When she heard Marius was wounded, dying, nearly torn to shreds by the battles at the barricades, her first thought was for him. Her second was for the men who wouldn't have his second chance.

She made bandages day upon the day, and while she tore and sewed she prayed and cried and worried. She imagined the horrors that Marius must have seen. She had heard him talk of his friends often. She wondered how each had died, what their last thoughts had been, if they had felt betrayed and shattered in dying without accomplishing, or if they had believed that their deaths must prove the bravery and longing of these men of France. She wondered if Marius had seen each of his friends fall, and she ached at the idea of watching men he had shared dreams with drown in blood without ever their dreams coming true.

She found that it had become a wild obsession, that she couldn't help but desire to know these schoolboys who sang for a dawning new world. Courfeyrac, who Marius had been roommate to; Enjolras, who had led them, and whom Marius had revered until he met her, and then still held a deep respect for. She wished to have known them, for then she could truly know what their sacrifice was for and what made it burn like a fire in their eyes and minds and hearts.

When she heard Marius was becoming ill, when she heard he might not achieve recovery from the trauma and the injury he had received, she began to split. She loved Marius; she needed him. He was her world, her everything. And he also held the key. He could tell her about his companions of ideals in detail. He alone could tell her if Jehan Prouvaire laughed like a soft stream bubbling over mossy rocks, or like a nervous doe sidestepping behind a fir. He was the only one who could say if Feuilly's hands were calloused and worn, but still warm and gentle, or if hard work and little pay had made them bitter. She loved Marius, but already she loved the men who he had fought beside. She needed them all, and therefore she needed Marius most.

She would have given anything to give him life. She would have sacrificed anything to gain the promise that Marius and all his friends would live. She longed to walk with him, to laugh with him, to hear what he had to say; and she yearned to hear what Combeferre or Joly had to say as well. If he fell into darkness, with him the barricades would fall and be lost. Marius knew the story of the men there. Marius was the last who could tell it. She would have made any bargain with Death for his life and stories. If she had thought she was powerful enough, she might have argued for them. Instead she was left to beg.

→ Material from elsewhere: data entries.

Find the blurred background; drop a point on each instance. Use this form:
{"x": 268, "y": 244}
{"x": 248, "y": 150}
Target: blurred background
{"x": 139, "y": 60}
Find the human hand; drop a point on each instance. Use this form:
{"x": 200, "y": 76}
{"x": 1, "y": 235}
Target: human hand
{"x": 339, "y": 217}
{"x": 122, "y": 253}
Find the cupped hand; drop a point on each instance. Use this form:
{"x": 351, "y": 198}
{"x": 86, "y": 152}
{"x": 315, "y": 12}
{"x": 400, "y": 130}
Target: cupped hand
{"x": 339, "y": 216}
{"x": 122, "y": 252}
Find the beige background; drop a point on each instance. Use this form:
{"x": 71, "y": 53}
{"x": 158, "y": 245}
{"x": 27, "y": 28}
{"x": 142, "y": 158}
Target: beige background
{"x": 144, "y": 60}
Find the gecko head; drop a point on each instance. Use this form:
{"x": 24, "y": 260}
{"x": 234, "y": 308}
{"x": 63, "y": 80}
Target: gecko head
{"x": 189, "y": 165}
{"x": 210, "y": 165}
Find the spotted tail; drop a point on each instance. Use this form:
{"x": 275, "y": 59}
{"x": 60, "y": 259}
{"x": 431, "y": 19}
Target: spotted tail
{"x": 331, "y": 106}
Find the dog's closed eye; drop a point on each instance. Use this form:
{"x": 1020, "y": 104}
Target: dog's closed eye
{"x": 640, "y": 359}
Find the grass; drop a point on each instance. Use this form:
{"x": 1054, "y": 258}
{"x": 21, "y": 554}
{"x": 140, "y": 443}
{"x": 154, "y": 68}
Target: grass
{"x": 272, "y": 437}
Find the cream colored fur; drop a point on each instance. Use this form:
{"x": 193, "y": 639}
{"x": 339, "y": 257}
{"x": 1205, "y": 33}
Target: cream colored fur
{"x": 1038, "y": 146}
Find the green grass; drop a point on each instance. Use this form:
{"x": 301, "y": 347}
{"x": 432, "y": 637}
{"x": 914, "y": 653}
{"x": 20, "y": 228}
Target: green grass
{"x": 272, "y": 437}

Death asks no one which men He has a right to. Love and passion, bravery and sacrifice, cannot be explained to Him. It cannot be said, "This man is life. There are still futures for him; there are still dreams he has not dreamed." It cannot be shown to Him the difference of young and old, of alive and tired. He is deaf, and He cannot hear pleas; He is blind and He cannot see tears. He collects, and then the stories belong to Him.

Marius was buried in a quiet, but fine, old graveyard. The white marble that served him for a marker was beautifully carved and bore the tears of both Cosette and his grandfather. The inscription was simple, a message of love. But in Cosette's heart, different words were engraved. She mourned the loss of the one she loved, and like a wild despair mourned the loss of the ones she could only imagine.

He was one man who carried within himself the souls and spirits of many. They died with him, and he died with them.